Dr David Lakey, commissioner of the Texas Department of State Health Services, said the four people under quarantine did not have a fever and were healthy. Lakey said monitoring included fever checks twice a day.

At the apartment, "there is a law enforcement person there in case individuals leave," Lakey told reporters on a conference call. US officials initially described the number of people potentially exposed as a handful, and on Wednesday said it was up to 18. Then on Thursday, the Texas health department said there were about 100 potential contacts.

CNN reported that a Dallas woman who had a child with Duncan said he had sweated profusely in the bed they shared at her apartment. The woman, whom CNN identified only as "Louisa," is quarantined in the apartment with one of her children, who is 13, and two visiting nephews in their 20s. They were all in the home when Duncan began showing signs of illness, the report said.

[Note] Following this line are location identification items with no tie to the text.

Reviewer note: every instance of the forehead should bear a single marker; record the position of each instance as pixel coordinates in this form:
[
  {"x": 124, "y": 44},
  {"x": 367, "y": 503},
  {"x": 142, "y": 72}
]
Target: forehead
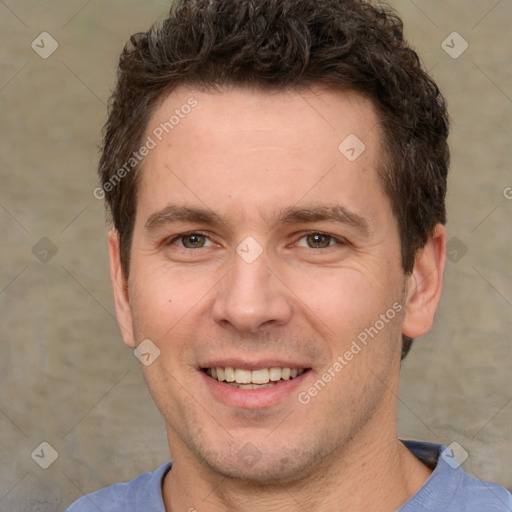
[{"x": 240, "y": 149}]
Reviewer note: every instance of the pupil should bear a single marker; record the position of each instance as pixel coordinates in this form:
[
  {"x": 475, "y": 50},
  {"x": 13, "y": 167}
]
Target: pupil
[
  {"x": 319, "y": 240},
  {"x": 193, "y": 240}
]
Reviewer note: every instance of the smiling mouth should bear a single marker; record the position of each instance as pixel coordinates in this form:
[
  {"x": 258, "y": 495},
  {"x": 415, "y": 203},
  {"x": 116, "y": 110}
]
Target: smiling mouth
[{"x": 253, "y": 379}]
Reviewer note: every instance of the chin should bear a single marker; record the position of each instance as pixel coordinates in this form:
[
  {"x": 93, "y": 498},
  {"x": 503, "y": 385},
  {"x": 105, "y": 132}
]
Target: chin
[{"x": 268, "y": 466}]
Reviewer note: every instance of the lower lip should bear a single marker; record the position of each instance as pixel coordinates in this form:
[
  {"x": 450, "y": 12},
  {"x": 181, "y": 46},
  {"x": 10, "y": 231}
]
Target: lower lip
[{"x": 253, "y": 398}]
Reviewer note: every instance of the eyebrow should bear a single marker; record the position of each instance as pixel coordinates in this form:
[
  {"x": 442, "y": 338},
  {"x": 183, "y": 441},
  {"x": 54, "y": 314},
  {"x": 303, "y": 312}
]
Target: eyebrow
[{"x": 293, "y": 215}]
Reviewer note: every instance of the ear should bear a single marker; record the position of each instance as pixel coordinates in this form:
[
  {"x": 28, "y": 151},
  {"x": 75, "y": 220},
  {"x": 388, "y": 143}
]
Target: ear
[
  {"x": 120, "y": 286},
  {"x": 424, "y": 285}
]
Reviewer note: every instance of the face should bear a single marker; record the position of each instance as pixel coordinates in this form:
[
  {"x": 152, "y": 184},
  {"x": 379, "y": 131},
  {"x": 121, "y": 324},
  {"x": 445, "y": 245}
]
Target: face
[{"x": 267, "y": 255}]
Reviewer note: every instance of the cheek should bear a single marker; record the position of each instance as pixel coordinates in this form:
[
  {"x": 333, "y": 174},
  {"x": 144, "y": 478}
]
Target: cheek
[
  {"x": 345, "y": 300},
  {"x": 163, "y": 298}
]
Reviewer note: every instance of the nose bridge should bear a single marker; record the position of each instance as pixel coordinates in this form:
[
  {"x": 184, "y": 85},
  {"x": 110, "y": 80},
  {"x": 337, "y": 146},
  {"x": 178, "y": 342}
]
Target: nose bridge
[{"x": 251, "y": 296}]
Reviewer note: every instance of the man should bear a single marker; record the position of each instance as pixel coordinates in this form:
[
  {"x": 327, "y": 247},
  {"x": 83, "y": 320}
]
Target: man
[{"x": 276, "y": 173}]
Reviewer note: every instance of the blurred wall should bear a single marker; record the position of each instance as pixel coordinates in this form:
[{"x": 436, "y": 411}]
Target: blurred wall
[{"x": 67, "y": 380}]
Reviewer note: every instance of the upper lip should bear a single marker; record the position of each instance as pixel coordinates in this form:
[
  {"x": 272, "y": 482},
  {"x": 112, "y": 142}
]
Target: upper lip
[{"x": 253, "y": 365}]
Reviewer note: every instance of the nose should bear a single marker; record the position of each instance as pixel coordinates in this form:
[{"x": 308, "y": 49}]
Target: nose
[{"x": 251, "y": 297}]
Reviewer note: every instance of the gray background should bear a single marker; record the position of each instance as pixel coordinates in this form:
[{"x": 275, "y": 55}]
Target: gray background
[{"x": 65, "y": 376}]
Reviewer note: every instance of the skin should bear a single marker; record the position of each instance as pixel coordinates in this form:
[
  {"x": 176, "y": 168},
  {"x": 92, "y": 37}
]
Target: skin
[{"x": 247, "y": 156}]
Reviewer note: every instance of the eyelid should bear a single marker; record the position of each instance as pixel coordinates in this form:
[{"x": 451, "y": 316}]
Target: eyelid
[
  {"x": 171, "y": 240},
  {"x": 339, "y": 240}
]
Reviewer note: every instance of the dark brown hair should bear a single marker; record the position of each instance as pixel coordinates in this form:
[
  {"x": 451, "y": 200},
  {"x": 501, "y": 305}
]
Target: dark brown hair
[{"x": 283, "y": 45}]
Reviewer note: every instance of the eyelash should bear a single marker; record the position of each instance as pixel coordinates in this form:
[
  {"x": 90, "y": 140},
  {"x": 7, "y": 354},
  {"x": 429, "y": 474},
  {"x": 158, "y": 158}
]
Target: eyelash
[{"x": 339, "y": 241}]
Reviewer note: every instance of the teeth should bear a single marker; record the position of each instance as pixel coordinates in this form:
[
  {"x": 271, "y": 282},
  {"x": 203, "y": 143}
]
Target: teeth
[
  {"x": 229, "y": 374},
  {"x": 275, "y": 374},
  {"x": 253, "y": 379},
  {"x": 260, "y": 376},
  {"x": 243, "y": 376}
]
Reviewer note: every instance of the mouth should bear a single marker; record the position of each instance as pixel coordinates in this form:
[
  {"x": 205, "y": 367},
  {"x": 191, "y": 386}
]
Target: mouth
[{"x": 260, "y": 378}]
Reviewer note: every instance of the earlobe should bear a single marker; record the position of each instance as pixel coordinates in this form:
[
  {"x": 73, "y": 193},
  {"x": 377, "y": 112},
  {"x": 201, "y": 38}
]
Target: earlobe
[
  {"x": 424, "y": 285},
  {"x": 120, "y": 288}
]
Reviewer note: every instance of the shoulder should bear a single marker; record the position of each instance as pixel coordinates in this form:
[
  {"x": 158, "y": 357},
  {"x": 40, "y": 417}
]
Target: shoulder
[
  {"x": 125, "y": 497},
  {"x": 450, "y": 488}
]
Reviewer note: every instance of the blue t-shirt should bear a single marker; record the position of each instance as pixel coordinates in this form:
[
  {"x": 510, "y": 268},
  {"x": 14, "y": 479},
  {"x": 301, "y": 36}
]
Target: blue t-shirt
[{"x": 448, "y": 489}]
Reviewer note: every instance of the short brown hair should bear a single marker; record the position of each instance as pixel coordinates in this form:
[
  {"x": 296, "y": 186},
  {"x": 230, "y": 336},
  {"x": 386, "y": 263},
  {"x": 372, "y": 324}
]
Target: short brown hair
[{"x": 283, "y": 45}]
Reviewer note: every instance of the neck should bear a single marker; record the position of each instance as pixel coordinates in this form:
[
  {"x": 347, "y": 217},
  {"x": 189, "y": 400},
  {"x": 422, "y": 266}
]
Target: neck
[{"x": 373, "y": 474}]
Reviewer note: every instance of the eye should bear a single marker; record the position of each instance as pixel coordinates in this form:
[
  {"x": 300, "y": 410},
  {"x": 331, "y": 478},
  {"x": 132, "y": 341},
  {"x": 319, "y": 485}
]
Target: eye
[
  {"x": 318, "y": 241},
  {"x": 191, "y": 241}
]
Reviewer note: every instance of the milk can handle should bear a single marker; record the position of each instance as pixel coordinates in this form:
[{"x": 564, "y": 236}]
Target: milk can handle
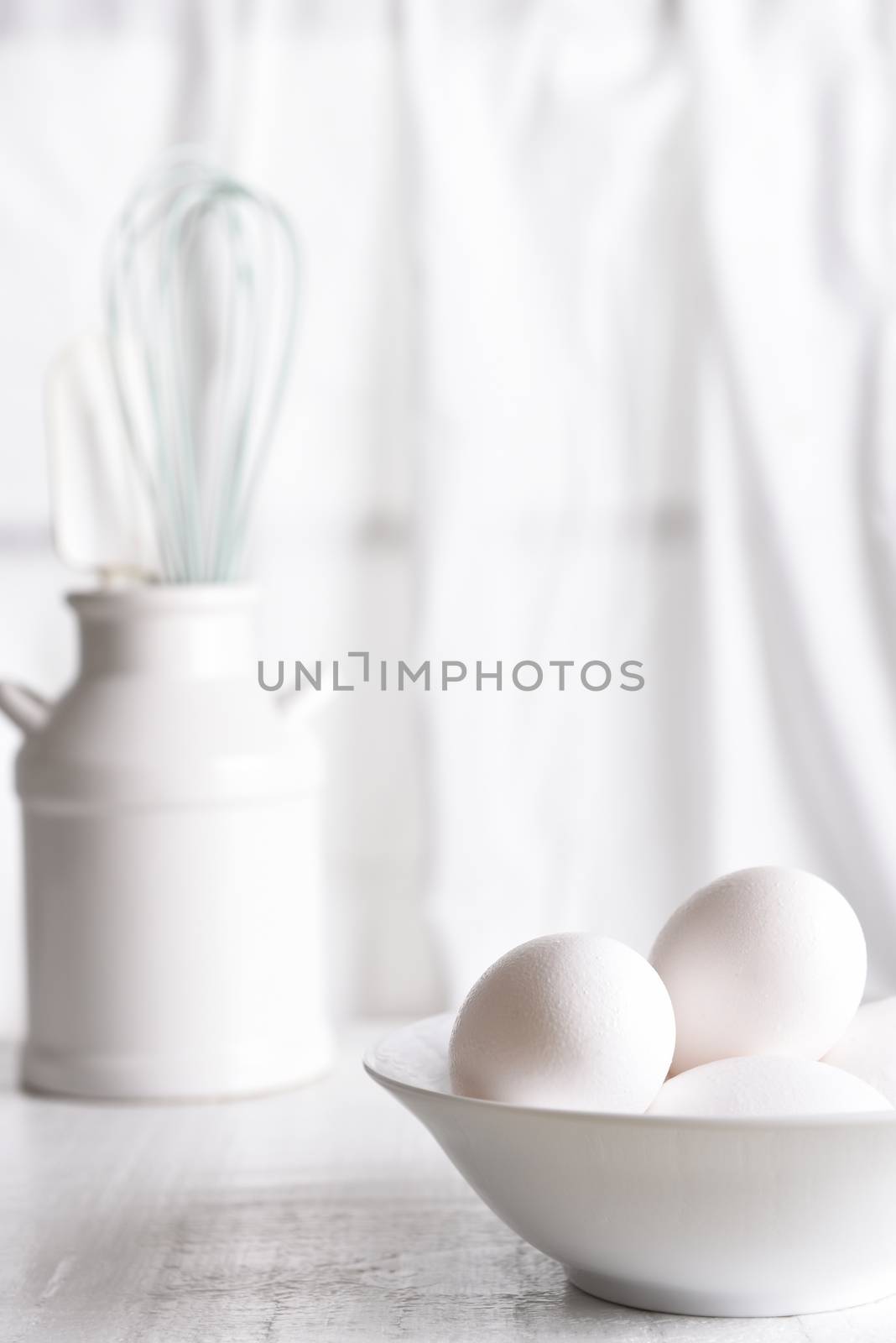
[{"x": 26, "y": 708}]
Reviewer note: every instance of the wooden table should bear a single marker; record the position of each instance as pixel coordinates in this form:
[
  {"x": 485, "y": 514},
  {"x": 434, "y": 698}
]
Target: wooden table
[{"x": 325, "y": 1213}]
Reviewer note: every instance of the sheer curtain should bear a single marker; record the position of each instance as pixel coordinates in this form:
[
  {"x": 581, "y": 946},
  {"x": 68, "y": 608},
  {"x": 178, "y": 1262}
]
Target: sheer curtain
[{"x": 596, "y": 363}]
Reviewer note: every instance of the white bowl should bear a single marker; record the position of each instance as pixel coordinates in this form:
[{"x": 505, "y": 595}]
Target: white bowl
[{"x": 694, "y": 1215}]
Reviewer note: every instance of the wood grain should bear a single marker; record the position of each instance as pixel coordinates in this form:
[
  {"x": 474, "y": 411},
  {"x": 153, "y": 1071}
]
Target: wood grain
[{"x": 322, "y": 1215}]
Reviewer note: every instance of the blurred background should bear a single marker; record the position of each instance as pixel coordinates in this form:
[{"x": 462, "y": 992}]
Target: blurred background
[{"x": 597, "y": 359}]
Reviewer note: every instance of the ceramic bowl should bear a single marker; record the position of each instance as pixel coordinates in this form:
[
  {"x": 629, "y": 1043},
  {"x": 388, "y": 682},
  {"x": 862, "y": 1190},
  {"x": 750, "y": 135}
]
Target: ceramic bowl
[{"x": 692, "y": 1215}]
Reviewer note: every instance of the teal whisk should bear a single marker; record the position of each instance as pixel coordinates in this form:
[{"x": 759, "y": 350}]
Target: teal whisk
[{"x": 201, "y": 312}]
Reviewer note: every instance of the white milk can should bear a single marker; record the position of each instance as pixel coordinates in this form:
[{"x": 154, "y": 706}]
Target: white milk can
[{"x": 174, "y": 901}]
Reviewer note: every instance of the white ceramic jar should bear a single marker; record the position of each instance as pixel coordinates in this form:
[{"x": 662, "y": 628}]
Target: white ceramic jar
[{"x": 174, "y": 899}]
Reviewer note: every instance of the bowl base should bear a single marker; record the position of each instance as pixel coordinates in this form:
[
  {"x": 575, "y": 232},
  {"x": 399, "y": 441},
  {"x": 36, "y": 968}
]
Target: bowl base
[{"x": 672, "y": 1300}]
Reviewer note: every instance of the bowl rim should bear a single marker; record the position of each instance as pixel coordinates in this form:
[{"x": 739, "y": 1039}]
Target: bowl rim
[{"x": 609, "y": 1119}]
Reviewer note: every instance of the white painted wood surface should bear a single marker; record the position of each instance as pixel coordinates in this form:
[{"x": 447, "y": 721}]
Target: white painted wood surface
[{"x": 322, "y": 1215}]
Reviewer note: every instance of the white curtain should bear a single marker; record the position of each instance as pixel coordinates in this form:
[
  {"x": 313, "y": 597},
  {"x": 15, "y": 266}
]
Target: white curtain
[{"x": 597, "y": 360}]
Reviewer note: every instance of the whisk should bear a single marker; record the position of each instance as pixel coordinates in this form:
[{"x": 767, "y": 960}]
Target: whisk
[{"x": 201, "y": 313}]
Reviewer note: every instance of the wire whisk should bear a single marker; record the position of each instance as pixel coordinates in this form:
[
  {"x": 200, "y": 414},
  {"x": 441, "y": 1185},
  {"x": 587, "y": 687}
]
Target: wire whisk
[{"x": 201, "y": 315}]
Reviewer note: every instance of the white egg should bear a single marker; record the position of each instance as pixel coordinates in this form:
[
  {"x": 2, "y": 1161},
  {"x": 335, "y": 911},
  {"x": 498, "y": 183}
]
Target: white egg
[
  {"x": 768, "y": 960},
  {"x": 868, "y": 1048},
  {"x": 768, "y": 1087},
  {"x": 570, "y": 1021}
]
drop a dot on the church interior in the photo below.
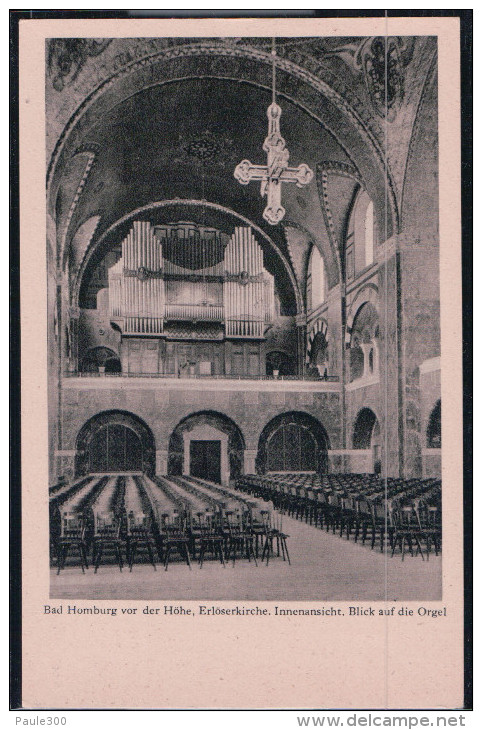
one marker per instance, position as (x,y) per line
(244,318)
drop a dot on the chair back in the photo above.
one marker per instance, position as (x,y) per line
(72,525)
(107,525)
(138,523)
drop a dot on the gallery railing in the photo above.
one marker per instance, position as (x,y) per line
(328,378)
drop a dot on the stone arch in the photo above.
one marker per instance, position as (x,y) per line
(368,293)
(293,441)
(128,431)
(264,240)
(333,104)
(367,435)
(207,426)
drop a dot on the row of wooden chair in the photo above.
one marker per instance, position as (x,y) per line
(232,537)
(410,517)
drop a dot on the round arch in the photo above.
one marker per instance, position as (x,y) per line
(241,64)
(115,441)
(293,441)
(207,444)
(366,435)
(264,239)
(368,294)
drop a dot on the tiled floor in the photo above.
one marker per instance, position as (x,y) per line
(324,567)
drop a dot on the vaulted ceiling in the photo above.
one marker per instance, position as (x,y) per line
(165,131)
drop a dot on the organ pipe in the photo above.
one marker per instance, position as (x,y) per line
(240,290)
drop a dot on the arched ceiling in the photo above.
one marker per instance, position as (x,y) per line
(149,148)
(142,131)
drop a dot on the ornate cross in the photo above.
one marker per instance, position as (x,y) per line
(276,171)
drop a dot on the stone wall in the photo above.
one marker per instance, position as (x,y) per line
(162,404)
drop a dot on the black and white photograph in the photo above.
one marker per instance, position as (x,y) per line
(244,345)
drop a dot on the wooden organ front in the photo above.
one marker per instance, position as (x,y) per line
(191,300)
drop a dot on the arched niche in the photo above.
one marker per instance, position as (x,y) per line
(115,441)
(367,436)
(363,345)
(208,445)
(292,442)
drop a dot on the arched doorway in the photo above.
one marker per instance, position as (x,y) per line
(115,441)
(366,436)
(208,445)
(293,441)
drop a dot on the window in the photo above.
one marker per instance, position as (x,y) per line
(360,241)
(434,430)
(292,448)
(316,279)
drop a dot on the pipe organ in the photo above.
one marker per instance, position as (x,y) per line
(193,274)
(248,289)
(136,287)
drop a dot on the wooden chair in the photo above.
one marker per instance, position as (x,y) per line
(139,536)
(72,536)
(274,532)
(407,530)
(210,536)
(239,536)
(107,536)
(174,536)
(429,518)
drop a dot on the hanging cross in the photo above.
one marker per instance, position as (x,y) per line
(276,171)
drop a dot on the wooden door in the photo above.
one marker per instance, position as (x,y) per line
(205,460)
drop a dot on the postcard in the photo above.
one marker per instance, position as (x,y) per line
(241,313)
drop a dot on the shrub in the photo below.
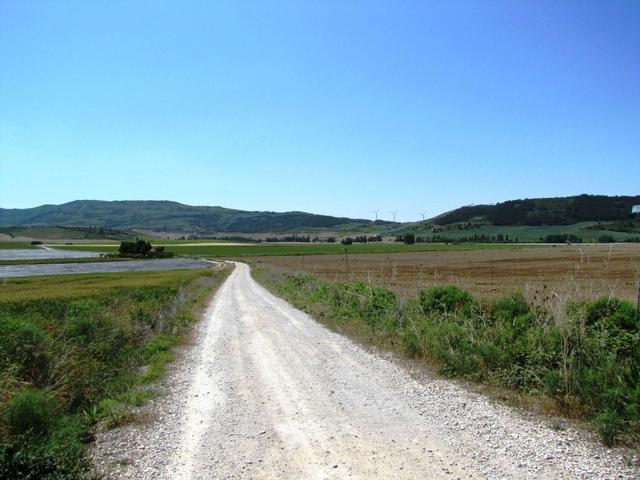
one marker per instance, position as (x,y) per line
(612,312)
(23,344)
(445,299)
(30,411)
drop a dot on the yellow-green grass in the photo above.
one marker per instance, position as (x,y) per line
(11,245)
(263,249)
(72,350)
(40,261)
(81,285)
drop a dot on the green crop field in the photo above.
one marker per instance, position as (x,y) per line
(72,353)
(262,249)
(11,245)
(41,261)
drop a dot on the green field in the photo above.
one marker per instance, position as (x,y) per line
(78,352)
(11,245)
(41,261)
(262,249)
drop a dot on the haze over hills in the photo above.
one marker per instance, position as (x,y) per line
(168,216)
(546,211)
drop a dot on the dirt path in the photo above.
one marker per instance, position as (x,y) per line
(266,392)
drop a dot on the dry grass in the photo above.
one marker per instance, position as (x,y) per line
(549,274)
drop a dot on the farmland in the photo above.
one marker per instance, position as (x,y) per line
(77,353)
(583,271)
(277,249)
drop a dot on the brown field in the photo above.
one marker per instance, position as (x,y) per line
(580,271)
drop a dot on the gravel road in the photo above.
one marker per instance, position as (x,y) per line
(264,391)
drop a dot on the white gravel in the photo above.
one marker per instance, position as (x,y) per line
(266,392)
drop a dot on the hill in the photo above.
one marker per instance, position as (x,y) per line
(166,216)
(546,211)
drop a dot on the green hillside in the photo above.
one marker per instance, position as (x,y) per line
(169,217)
(546,211)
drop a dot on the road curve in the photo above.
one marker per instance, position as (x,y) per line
(266,392)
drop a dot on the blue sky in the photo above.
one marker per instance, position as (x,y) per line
(335,107)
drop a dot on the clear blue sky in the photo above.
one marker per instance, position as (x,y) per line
(334,107)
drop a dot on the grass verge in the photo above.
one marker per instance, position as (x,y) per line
(76,353)
(584,356)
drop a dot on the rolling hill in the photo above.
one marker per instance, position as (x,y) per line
(546,211)
(166,216)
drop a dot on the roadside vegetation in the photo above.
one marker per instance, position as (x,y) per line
(77,352)
(582,355)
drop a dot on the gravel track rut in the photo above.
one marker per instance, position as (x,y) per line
(266,392)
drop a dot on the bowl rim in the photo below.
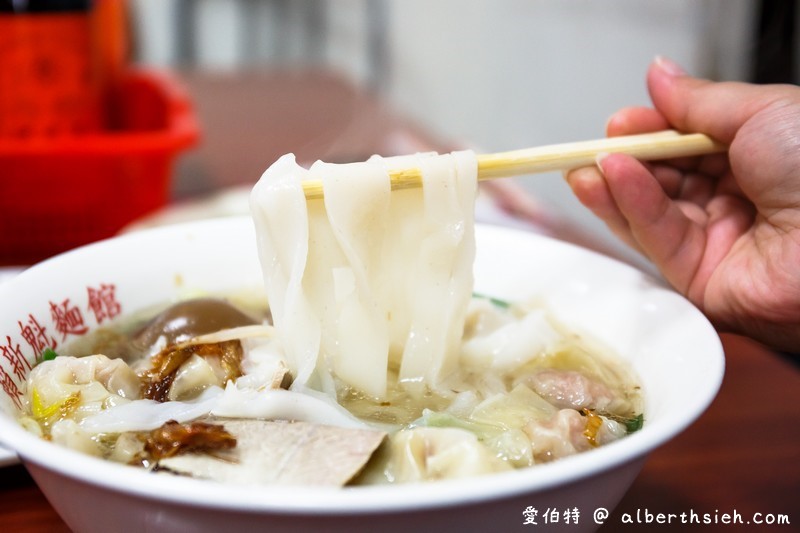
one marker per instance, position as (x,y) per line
(351,500)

The woman said she mentioned twice to hospital staff that he had come from Liberia.

Dr Amesh Adalja, an infectious disease physician at the University of Pittsburgh, said contact tracing is "bread-and-butter public health" and something health officials do regularly to track tuberculosis, measles and sexually transmitted diseases. Adalja said the most disturbing part of the US incident is that Duncan was sent home from the hospital with antibiotics.

"This really is something that shouldn't have happened," he said. "It just reinforces that taking a travel history has to be an essential part of taking care of patients."